1972年の沖縄返還に絡み、日本政府が米軍施設改善移転費の名目で約6500万ドルを負担したとされる密約をめぐり、その存在を事実上裏付ける資料が22日、開示された外交文書から見つかった。外務省担当者は当時、国会での追及を恐れ、米側に具体的な金額を公表しないよう求めていた。
これまで米側文書を基に指摘されてきた日米間の財政密約が日本側文書で初めて確認された。

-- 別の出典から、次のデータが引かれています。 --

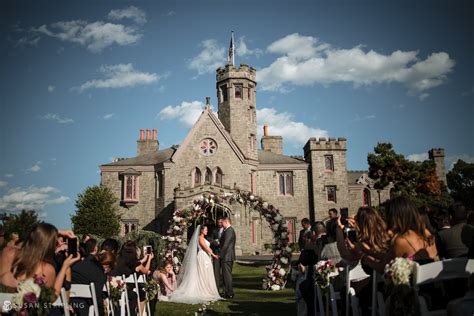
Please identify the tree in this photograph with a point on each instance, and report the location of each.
(461, 183)
(417, 180)
(96, 213)
(21, 223)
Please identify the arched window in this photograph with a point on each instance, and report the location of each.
(366, 198)
(218, 177)
(208, 177)
(196, 177)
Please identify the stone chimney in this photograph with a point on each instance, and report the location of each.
(273, 144)
(437, 155)
(147, 145)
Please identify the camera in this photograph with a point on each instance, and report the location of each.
(147, 250)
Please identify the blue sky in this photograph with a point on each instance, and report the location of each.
(79, 79)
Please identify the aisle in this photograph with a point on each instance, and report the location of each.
(249, 298)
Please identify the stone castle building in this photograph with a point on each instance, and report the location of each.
(220, 154)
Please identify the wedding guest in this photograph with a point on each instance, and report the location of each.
(411, 237)
(458, 239)
(87, 271)
(167, 281)
(36, 258)
(305, 233)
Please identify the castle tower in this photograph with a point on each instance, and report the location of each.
(236, 95)
(327, 175)
(437, 155)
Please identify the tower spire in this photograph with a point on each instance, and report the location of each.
(230, 57)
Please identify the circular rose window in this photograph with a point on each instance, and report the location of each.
(208, 147)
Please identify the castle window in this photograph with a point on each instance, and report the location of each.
(366, 200)
(331, 193)
(208, 147)
(329, 162)
(238, 91)
(208, 176)
(285, 180)
(130, 186)
(218, 177)
(224, 93)
(291, 222)
(196, 177)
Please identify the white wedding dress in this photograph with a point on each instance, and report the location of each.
(196, 281)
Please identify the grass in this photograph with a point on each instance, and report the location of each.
(249, 298)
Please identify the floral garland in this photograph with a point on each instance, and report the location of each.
(206, 207)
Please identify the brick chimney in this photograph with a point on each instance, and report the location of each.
(273, 144)
(148, 145)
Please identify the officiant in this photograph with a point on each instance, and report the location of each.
(214, 238)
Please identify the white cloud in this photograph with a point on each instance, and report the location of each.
(243, 50)
(209, 59)
(451, 160)
(306, 61)
(57, 118)
(363, 118)
(108, 116)
(119, 76)
(418, 157)
(283, 124)
(95, 36)
(132, 12)
(36, 167)
(31, 198)
(187, 113)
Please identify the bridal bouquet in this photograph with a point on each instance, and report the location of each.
(324, 271)
(402, 298)
(33, 297)
(116, 287)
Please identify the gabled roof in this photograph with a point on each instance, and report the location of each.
(145, 160)
(208, 112)
(267, 157)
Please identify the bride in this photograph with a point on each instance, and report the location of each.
(196, 281)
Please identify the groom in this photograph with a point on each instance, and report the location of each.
(227, 256)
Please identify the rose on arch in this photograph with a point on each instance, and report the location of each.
(175, 245)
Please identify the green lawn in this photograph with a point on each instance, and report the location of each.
(249, 298)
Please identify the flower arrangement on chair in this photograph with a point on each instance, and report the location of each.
(402, 298)
(33, 297)
(116, 287)
(324, 271)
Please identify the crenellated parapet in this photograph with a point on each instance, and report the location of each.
(325, 144)
(232, 72)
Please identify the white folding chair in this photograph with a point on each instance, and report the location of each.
(6, 304)
(456, 268)
(85, 291)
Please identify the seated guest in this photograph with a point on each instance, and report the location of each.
(36, 258)
(457, 240)
(167, 281)
(411, 237)
(86, 271)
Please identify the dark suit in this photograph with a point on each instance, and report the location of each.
(216, 249)
(301, 240)
(227, 258)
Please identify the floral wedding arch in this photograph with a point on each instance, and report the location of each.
(207, 207)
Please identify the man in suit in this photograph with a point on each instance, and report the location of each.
(214, 239)
(305, 233)
(227, 256)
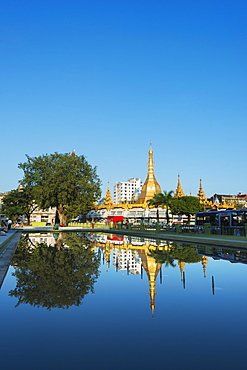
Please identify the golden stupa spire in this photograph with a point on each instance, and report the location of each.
(179, 191)
(108, 199)
(151, 185)
(201, 195)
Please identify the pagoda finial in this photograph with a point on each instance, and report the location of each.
(151, 185)
(201, 195)
(179, 191)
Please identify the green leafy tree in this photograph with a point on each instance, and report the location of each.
(53, 277)
(161, 200)
(67, 182)
(156, 201)
(18, 203)
(186, 205)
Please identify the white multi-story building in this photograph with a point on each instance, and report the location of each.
(127, 190)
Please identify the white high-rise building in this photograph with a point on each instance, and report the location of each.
(127, 191)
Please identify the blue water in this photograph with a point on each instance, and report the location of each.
(194, 325)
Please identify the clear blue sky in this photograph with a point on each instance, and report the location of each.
(106, 78)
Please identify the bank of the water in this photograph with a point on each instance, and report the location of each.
(221, 240)
(8, 244)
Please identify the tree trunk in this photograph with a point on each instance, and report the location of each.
(61, 215)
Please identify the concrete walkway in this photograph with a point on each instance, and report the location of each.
(8, 245)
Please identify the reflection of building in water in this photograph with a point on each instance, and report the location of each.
(219, 253)
(127, 260)
(133, 254)
(43, 238)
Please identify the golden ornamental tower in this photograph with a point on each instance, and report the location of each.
(201, 195)
(179, 191)
(108, 199)
(152, 269)
(151, 185)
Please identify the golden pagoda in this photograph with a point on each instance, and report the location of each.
(201, 195)
(151, 185)
(179, 191)
(204, 265)
(108, 199)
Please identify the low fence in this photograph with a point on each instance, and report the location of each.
(206, 229)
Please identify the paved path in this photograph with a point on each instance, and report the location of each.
(8, 245)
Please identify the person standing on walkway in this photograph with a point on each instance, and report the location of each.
(9, 224)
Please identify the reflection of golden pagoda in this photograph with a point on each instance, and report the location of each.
(181, 268)
(152, 269)
(151, 185)
(179, 191)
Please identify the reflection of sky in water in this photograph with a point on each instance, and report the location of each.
(114, 329)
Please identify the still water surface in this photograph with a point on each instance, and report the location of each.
(111, 302)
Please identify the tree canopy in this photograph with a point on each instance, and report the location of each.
(67, 182)
(161, 200)
(19, 202)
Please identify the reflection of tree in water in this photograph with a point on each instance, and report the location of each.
(54, 277)
(180, 252)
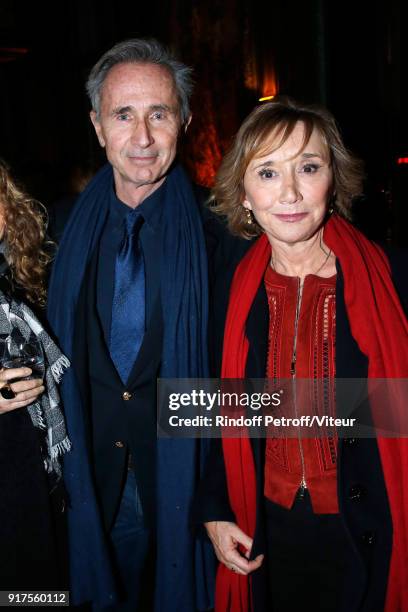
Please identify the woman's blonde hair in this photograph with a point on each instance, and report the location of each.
(24, 229)
(278, 119)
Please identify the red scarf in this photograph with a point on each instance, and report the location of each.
(380, 328)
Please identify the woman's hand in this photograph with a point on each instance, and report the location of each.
(226, 538)
(26, 391)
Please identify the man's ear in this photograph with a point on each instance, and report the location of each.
(98, 127)
(187, 123)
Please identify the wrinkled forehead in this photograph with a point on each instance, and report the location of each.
(270, 140)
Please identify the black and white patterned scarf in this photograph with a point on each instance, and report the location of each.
(46, 412)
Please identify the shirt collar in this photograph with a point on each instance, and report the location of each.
(151, 208)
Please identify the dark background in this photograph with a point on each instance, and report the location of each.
(347, 55)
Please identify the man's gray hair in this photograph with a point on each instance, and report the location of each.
(141, 51)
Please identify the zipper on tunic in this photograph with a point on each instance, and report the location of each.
(303, 483)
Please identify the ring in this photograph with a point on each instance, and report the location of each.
(7, 392)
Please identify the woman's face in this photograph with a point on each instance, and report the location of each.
(288, 189)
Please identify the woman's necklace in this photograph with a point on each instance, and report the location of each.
(326, 259)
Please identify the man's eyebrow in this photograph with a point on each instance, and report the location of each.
(121, 109)
(162, 107)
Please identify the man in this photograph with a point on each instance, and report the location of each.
(128, 300)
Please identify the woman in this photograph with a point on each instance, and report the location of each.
(320, 521)
(32, 431)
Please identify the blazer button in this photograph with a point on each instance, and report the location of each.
(356, 492)
(349, 441)
(368, 538)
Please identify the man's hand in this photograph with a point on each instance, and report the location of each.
(226, 538)
(25, 391)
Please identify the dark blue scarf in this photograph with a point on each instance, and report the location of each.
(180, 560)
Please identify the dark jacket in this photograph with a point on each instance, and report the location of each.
(361, 489)
(32, 527)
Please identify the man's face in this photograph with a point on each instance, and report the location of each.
(138, 125)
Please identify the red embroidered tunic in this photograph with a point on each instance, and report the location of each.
(291, 461)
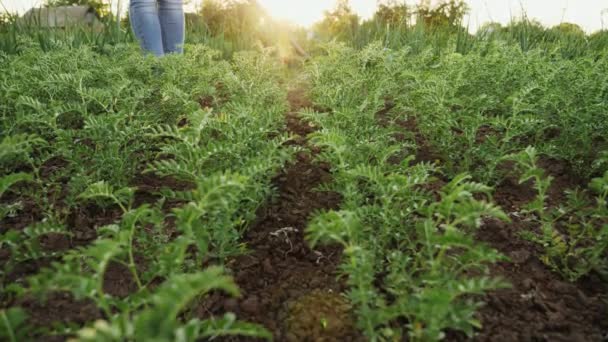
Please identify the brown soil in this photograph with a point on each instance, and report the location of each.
(540, 306)
(289, 288)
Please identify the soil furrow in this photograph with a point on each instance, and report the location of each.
(289, 288)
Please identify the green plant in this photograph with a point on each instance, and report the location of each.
(12, 324)
(159, 321)
(579, 246)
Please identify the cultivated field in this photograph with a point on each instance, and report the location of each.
(378, 193)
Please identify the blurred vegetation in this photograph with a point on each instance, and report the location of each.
(102, 7)
(230, 26)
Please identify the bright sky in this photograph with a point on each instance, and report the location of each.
(586, 13)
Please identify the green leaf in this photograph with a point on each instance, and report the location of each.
(9, 180)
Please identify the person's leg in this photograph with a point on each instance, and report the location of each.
(172, 23)
(146, 25)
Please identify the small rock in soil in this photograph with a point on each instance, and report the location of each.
(251, 305)
(520, 256)
(231, 305)
(267, 267)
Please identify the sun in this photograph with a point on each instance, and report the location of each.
(301, 12)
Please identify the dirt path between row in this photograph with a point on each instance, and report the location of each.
(287, 287)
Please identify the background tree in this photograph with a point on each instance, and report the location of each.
(232, 18)
(393, 12)
(341, 22)
(446, 13)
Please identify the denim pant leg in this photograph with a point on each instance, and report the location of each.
(146, 25)
(172, 23)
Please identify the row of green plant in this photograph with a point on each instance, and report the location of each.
(480, 109)
(408, 237)
(171, 157)
(409, 257)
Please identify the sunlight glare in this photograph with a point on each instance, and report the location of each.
(303, 13)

米側文書を見つけた我部政明琉球大教授は「日本政府は調査してきておらず、きちんと調べるべきだ」としており、新たに密約の存在が確認されたことで、政府の今後の対応が問われそうだ。
外務省北米1課の担当者から同省幹部に宛てた71年10月22日付の極秘メモ「協定第7条に関する米側答弁振り」によると、在日米大使館員は米議会の秘密会で、日本側が密約に基づき追加負担する「65(6500万ドル)の数字を説明せざるを得ない」との考えを担当者に伝達した。

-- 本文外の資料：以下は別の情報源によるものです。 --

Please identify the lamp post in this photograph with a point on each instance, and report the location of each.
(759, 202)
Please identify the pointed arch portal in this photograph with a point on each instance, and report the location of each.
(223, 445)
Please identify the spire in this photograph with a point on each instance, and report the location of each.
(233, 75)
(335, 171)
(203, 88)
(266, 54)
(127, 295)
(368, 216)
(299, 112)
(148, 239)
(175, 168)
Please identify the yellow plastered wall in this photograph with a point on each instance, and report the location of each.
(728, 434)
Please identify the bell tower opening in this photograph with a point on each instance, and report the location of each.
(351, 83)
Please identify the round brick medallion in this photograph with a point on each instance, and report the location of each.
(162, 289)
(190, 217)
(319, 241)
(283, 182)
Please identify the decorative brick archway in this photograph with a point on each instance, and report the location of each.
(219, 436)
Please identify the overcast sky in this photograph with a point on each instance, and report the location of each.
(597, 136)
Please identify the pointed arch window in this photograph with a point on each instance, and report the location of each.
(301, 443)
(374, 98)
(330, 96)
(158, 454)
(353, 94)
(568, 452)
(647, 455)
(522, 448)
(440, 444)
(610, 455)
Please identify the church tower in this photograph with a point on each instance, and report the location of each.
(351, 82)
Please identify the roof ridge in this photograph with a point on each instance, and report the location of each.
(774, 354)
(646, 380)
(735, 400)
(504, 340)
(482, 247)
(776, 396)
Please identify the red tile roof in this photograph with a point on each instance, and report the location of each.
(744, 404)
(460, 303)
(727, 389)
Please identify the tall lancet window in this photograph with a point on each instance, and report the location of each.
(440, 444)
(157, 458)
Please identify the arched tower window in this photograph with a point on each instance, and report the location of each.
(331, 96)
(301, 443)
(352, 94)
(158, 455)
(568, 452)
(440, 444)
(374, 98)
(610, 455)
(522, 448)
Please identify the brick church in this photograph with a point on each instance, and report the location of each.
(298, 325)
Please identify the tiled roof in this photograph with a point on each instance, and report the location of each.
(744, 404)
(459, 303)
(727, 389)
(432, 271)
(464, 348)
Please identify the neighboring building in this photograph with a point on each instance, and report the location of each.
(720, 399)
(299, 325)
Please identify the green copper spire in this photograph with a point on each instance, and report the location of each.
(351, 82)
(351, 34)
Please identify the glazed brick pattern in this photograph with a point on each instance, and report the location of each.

この担当者は米側に「65という数字が(日米)財務当局間の交渉で合意されていることは承知している」と述べ、日本の外務、大蔵両省の間での密約情報の共有を示唆。その上で「320(3億2千万ドル)以外に米国に支払う義務はないと国会に説明している」と、6500万ドルという具体的な数字への口外は避けるよう要請した。
日本政府は71年6月の沖縄返還協定で3億2千万ドルの負担で米政府と合意した。公表済みの複数の米側公文書を総合すると、日本側は3億2千万ドルに加えて、施設改善費6500万ドルを物品や役務でひそかに支払うことなどで米側と合意していたことが明らかになっている。